Hazlitt comes to town at any time, however glad we shall be to
see her in the daytime, I cannot ask her to spend a night under our roof. Some
decision we must come to, for the harassing fever that we have both been in,
owing to Miss Wordsworth’s coming, is not to be
borne; and I would rather be dead than so alive. However, at present, owing to
a regimen and medicines which Tuthill
has given her, who very kindly volunteer’d the care of her, she is a
great deal quieter, though too much harassed by company, who cannot or will not
see how late hours and society teaze her.
Poor Phillips had
the cup dash’d out of his lips as it were. He had every prospect of the
situation, when about ten days since one of the council of the R. Society
started for the place himself, being a rich merchant who lately failed, and he
will certainly be elected on Friday next. P. is very sore
and miserable about it.
Coleridge is in town, or at least at
Hammersmith. He is writing or going to write in the Courier against Cobbett, and in favour of paper money.
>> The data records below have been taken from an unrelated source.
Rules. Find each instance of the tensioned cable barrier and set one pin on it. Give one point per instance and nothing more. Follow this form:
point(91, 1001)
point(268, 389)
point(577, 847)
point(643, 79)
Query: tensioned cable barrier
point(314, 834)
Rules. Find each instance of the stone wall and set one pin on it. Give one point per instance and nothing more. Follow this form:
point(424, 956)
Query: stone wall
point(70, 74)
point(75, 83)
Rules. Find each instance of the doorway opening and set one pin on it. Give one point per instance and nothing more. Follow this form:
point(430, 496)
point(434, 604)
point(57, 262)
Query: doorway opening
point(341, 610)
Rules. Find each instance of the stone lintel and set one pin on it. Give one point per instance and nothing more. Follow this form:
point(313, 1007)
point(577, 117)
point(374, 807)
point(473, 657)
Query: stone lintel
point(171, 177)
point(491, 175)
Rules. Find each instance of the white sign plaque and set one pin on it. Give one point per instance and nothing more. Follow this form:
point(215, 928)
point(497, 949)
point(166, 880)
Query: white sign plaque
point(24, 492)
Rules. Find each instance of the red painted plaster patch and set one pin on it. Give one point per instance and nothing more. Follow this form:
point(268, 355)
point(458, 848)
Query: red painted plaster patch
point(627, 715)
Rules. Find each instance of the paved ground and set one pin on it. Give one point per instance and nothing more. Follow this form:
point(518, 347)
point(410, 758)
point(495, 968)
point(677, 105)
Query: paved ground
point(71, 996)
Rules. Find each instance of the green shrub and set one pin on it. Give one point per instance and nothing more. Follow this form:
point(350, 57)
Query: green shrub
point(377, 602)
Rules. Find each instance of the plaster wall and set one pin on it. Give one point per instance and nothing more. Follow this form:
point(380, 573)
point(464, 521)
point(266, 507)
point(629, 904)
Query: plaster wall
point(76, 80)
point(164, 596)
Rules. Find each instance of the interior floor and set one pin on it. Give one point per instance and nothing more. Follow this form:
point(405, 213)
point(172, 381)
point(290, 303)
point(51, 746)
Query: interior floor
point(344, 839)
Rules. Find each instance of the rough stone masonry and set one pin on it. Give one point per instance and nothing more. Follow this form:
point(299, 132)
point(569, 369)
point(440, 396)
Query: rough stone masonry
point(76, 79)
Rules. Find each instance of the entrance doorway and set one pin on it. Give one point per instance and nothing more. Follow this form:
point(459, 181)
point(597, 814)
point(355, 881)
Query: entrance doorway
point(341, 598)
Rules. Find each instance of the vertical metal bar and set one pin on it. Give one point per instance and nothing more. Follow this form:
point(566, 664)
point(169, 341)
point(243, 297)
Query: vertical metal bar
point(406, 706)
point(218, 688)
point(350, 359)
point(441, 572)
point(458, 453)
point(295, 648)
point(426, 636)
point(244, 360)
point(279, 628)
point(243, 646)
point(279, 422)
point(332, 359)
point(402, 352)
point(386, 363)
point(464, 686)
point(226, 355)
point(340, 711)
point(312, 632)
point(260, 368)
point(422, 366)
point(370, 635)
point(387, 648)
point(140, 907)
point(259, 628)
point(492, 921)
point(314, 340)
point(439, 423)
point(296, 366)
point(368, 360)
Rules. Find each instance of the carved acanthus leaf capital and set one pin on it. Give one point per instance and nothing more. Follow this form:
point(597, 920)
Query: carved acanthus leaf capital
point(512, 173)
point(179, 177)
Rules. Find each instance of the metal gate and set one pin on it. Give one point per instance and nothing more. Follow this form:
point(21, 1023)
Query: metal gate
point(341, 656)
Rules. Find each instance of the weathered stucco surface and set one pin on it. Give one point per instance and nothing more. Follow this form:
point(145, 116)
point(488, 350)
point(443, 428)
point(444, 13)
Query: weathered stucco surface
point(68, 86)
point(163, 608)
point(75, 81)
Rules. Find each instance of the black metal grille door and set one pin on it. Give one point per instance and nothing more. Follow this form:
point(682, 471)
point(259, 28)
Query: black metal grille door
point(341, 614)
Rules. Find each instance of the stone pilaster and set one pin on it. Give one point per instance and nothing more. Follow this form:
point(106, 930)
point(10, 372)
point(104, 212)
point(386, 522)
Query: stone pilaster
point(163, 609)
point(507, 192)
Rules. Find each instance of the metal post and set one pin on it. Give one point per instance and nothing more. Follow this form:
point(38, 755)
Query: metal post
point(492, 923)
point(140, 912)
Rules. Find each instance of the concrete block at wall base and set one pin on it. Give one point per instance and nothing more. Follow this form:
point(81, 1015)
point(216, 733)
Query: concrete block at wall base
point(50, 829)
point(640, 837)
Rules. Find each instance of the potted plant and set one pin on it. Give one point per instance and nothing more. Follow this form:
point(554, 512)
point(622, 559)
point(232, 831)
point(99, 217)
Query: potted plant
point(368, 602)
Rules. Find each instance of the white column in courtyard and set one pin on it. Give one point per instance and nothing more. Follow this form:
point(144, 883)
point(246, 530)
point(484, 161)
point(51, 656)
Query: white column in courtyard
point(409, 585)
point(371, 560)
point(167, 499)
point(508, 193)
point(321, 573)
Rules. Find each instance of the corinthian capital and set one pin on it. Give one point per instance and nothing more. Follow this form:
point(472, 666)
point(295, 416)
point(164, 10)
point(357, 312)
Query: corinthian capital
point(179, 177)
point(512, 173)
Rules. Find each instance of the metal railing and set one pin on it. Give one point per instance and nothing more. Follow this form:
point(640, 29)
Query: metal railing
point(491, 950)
No news. Remember me kindly to Sarah. I write from the office.
Yours ever,
I just open’d it to say the pig, upon proof, hath
turned out as good as I predicted. My fauces yet retain the sweet porcine
odour. I find you have received the Cobbett. I think your paper complete.
Mrs. Reynolds, who is a sage woman,
approves of the pig.
James Burney (1750-1821)
The brother of Fanny Burney; he sailed with Captain Cook and wrote about his voyages, and
in later life was a friend of Charles Lamb and other literary people.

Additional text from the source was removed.